The North Pacific Fishery Management Council will meet in Anchorage from Oct. 5-11 to overview crab season projections, hear further discussions of halibut management, and decide what to do about a recent federal appeals court decision that will require more attention to salmon management.
The council will approve catch limits for the 2016-17 crab fisheries and review the stock assessment for the last year.
Stocks for both snow crab and Bairdi Tanner crab were down according to surveys in 2016, and stakeholders are holding their breath to see if the Alaska Department of Fish and Game will need to close fisheries if abundance doesn’t meet the department thresholds.
The crab fishing management plan, or FMP, requires federal scientists to set an overfishing limit, or OFL, and an acceptable biological catch, or ABC.
Based on these numbers, the Alaska Department of Fish and Game will determine a total allowable catch, or TAC, under its joint management with the council.
Commercial snow crab landings were 40.61 million pounds last season, a 40 percent decline from 67.9 million pounds the previous year.
The snow crab TAC in 2016 of 40.6 million pounds was based on an ABC of 137.4 million pounds. This corresponds to a sharp drop in the total amount of legally harvestable male crab. From a projection of 302 million pounds last year, the amount of legal-sized males has declined to 202 million pounds.
The TAC for the 2016-17 season will be much lower, as the acceptable biological catch is 47 million pounds.
Similarly, Tanner crab stocks appear to be in decline.
In 2015, the biomass prediction for tanner crab was 163 million pounds with a TAC of 19.67 million pounds. This year, surveys chart a drop down to a biomass of 100 million pounds.
Biomass for Bristol Bay red king crab has also dropped, though not as precipitously as that of snow crab and Tanner crab.

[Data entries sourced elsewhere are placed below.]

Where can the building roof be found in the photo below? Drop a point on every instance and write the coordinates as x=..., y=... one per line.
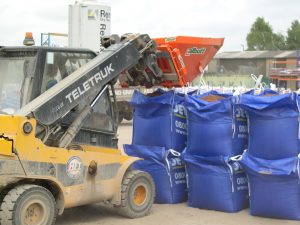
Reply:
x=256, y=54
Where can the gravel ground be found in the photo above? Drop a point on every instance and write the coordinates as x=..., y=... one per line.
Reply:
x=178, y=214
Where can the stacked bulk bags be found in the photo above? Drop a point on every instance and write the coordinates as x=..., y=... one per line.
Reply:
x=159, y=119
x=166, y=169
x=272, y=158
x=159, y=135
x=217, y=131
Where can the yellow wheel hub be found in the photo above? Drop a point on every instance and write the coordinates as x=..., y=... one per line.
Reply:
x=140, y=194
x=34, y=214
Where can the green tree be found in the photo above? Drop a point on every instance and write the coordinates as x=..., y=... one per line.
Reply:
x=279, y=42
x=261, y=37
x=293, y=36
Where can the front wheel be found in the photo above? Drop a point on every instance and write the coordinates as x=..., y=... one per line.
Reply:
x=138, y=193
x=28, y=205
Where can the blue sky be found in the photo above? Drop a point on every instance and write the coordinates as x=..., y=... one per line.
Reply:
x=231, y=19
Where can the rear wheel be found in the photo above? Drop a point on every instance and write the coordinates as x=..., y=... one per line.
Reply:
x=137, y=194
x=28, y=205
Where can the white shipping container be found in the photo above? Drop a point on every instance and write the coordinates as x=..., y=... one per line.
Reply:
x=88, y=22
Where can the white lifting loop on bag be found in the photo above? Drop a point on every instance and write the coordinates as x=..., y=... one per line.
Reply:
x=231, y=176
x=174, y=153
x=236, y=158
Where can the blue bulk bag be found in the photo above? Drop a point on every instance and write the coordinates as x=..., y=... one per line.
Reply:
x=261, y=92
x=215, y=128
x=159, y=120
x=215, y=183
x=166, y=169
x=274, y=186
x=273, y=125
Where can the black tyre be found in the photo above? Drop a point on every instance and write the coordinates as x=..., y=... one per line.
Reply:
x=28, y=205
x=138, y=193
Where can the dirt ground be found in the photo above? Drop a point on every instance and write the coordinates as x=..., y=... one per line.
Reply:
x=178, y=214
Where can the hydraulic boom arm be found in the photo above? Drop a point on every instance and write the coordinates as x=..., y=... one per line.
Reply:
x=91, y=78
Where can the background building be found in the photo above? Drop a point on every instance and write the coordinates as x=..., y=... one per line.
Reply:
x=234, y=68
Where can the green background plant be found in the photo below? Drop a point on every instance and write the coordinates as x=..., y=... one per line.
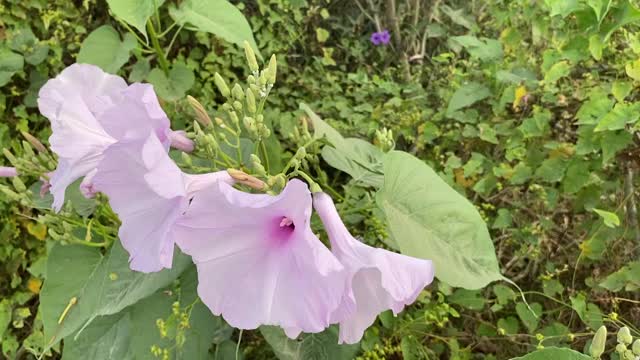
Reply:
x=528, y=109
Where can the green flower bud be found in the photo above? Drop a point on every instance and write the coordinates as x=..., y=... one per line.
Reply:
x=624, y=336
x=251, y=101
x=18, y=184
x=271, y=70
x=598, y=343
x=222, y=86
x=249, y=124
x=301, y=153
x=628, y=355
x=237, y=92
x=251, y=57
x=234, y=117
x=186, y=158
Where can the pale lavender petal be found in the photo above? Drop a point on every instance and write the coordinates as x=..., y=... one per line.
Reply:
x=180, y=141
x=6, y=171
x=86, y=186
x=96, y=88
x=79, y=141
x=137, y=114
x=147, y=191
x=379, y=279
x=258, y=261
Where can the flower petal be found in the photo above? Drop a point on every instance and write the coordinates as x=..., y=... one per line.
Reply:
x=147, y=191
x=99, y=90
x=247, y=273
x=379, y=279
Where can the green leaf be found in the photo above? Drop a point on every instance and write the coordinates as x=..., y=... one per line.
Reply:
x=633, y=69
x=627, y=278
x=470, y=299
x=24, y=41
x=319, y=346
x=576, y=177
x=610, y=219
x=483, y=49
x=104, y=48
x=562, y=7
x=175, y=87
x=617, y=118
x=218, y=17
x=411, y=348
x=621, y=89
x=553, y=353
x=619, y=17
x=430, y=220
x=508, y=325
x=536, y=125
x=529, y=319
x=557, y=71
x=102, y=285
x=10, y=63
x=106, y=338
x=596, y=45
x=356, y=157
x=594, y=109
x=589, y=313
x=600, y=8
x=552, y=170
x=504, y=294
x=467, y=95
x=135, y=13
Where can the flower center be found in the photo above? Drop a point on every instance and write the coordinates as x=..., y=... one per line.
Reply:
x=282, y=229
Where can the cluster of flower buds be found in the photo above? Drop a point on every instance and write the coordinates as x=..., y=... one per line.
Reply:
x=625, y=339
x=247, y=103
x=384, y=139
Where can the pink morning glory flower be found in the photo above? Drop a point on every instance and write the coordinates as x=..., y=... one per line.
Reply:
x=149, y=193
x=6, y=171
x=377, y=279
x=258, y=261
x=89, y=111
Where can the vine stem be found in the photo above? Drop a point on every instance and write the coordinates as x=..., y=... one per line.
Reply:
x=162, y=59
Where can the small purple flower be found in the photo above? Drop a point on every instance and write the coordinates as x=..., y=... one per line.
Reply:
x=380, y=38
x=6, y=171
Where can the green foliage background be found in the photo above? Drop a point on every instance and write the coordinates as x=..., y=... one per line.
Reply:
x=528, y=108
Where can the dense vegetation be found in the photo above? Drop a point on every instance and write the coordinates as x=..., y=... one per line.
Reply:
x=527, y=108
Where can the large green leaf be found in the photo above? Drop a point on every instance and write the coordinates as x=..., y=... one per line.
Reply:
x=102, y=285
x=104, y=48
x=10, y=63
x=322, y=346
x=483, y=49
x=430, y=220
x=356, y=157
x=467, y=95
x=218, y=17
x=136, y=13
x=174, y=87
x=553, y=353
x=132, y=332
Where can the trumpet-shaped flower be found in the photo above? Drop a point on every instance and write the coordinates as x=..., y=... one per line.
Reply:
x=377, y=279
x=89, y=111
x=149, y=193
x=6, y=171
x=258, y=261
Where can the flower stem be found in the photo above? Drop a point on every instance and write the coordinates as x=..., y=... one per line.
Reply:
x=164, y=64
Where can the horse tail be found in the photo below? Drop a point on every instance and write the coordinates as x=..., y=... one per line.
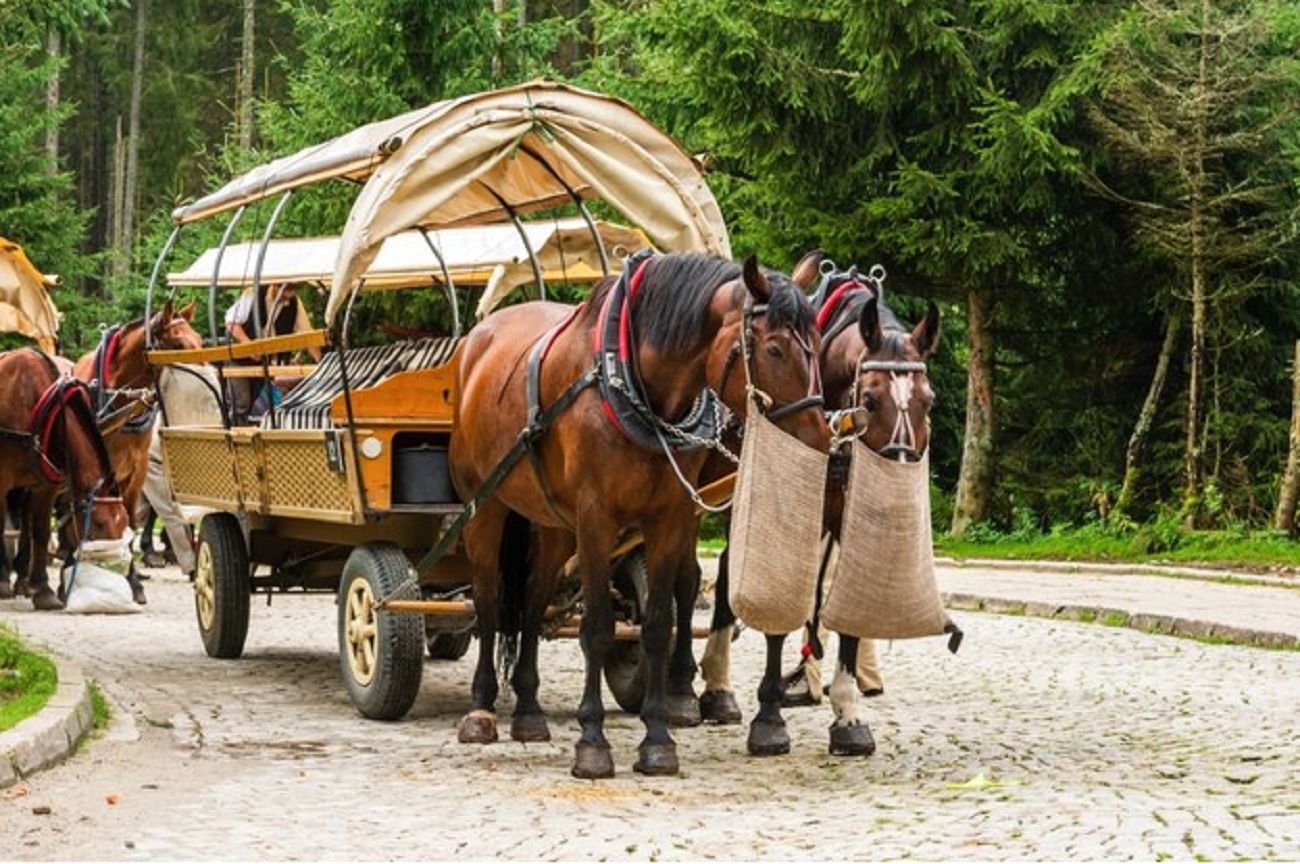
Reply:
x=514, y=563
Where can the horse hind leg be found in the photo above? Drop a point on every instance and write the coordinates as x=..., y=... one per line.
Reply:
x=550, y=550
x=484, y=538
x=718, y=703
x=767, y=734
x=849, y=736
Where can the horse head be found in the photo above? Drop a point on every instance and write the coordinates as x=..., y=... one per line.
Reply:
x=891, y=385
x=173, y=329
x=767, y=346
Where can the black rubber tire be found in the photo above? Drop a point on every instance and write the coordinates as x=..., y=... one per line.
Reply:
x=221, y=539
x=394, y=680
x=624, y=672
x=449, y=646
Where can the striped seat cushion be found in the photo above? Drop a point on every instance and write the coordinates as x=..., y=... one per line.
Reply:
x=308, y=406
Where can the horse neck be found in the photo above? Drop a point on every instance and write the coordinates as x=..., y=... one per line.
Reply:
x=128, y=367
x=674, y=381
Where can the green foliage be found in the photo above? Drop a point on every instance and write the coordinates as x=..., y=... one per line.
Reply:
x=26, y=681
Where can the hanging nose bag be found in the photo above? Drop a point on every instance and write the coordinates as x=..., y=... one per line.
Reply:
x=884, y=581
x=775, y=528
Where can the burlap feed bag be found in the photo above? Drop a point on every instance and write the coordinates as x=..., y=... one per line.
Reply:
x=884, y=580
x=775, y=528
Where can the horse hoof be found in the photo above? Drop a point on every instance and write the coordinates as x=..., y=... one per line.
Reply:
x=477, y=728
x=592, y=762
x=657, y=760
x=768, y=738
x=852, y=741
x=683, y=710
x=719, y=707
x=46, y=600
x=529, y=728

Legal-size males declined from 61 million pounds in 2015 to 53 million pounds for the 2016 season.
Responding to years of halibut allocation fights among direct harvesters and trawlers who take the fish as bycatch, the council will present a discussion paper on linking prohibited species catch limits to halibut abundance.
Currently the International Pacific Halibut Commission manages the directed halibut fishery, shifting catch limits with abundance. The North Pacific council manages halibut bycatch, which has been reduced but still uses a static number that does not fluctuate with abundance.
Notably, this led to a situation in 2015 during which halibut fishermen in the Central Bering Sea received a smaller amount of the total halibut quota than the groundfish trawl fleets, which take large amounts of halibut incidentally in pursuit of other groundfish.
Shifting halibut bycatch limits with abundance would distribute the pain of stock decline evenly between directed halibut users and bycatch users. Halibut fishermen say the stocks depend on more cooperation between the two bodies.
Such cooperation, though, would require a heavy workload for the council.
“Changing PSC limits or metrics (i.e., halibut mortality in weight or numbers of halibut) would require changes in the existing regulations for and administration of the groundfish fisheries by changing the catch accounting system, in-season management, and other issues that would need to be explored in future discussion papers and analyses,” states the paper.
The discussion paper outlines different models the council might use to determine abundance. Key to the discussion is the difference in survey methodology and science used by the North Pacific council and the IPHC.
The paper has recommendations on how to bridge these differences as well as how to change rules to allow the council and commission to operate in tandem.
Salmon court decision impact
The council will also hold a discussion on a recent federal court decision that could potentially heavily impact its workload over the next few meetings leading up to the 2017 salmon season.
Industry group United Cook Inlet Drift Association filed a lawsuit in 2013 to repeal the council’s 2011 decision, which was officially Amendment 12 to the Alaska salmon FMP. The council removed three historical net salmon fisheries from the FMP, delegating salmon management entirely to the state of Alaska and removing that management from the rigors of the Magnuson-Stevens Act, the central piece of federal fisheries law.
The initial suit was rejected by U.S. Alaska District Court Judge Timothy Burgess in September 2014. The 9th Circuit remanded the case back to Burgess with instructions to find for the plaintiffs.
Federal fisheries policymakers and state managers will now have to work together on a suitable FMP, which the National Oceanic and Atmospheric Administration had hoped to rid itself of in 2011 by passing Amendment 12 in the first place.
Installing an FMP before the next salmon season will be critical. Representatives from UCIDA are asking the council to create a committee to help in the process.
“The purpose of committee would be to consider the scope of alternatives, and as appropriate, to initiate and expedite the development of a salmon FMP for Cook Inlet,” wrote Dave Martin, UCIDA’s president. “We recommend that the salmon committee includes two individuals representing the Cook Inlet salmon drift and setnet fisheries, a member representing the seafood processing and marketing sector and additional salmon committee members as the Council deems appropriate.”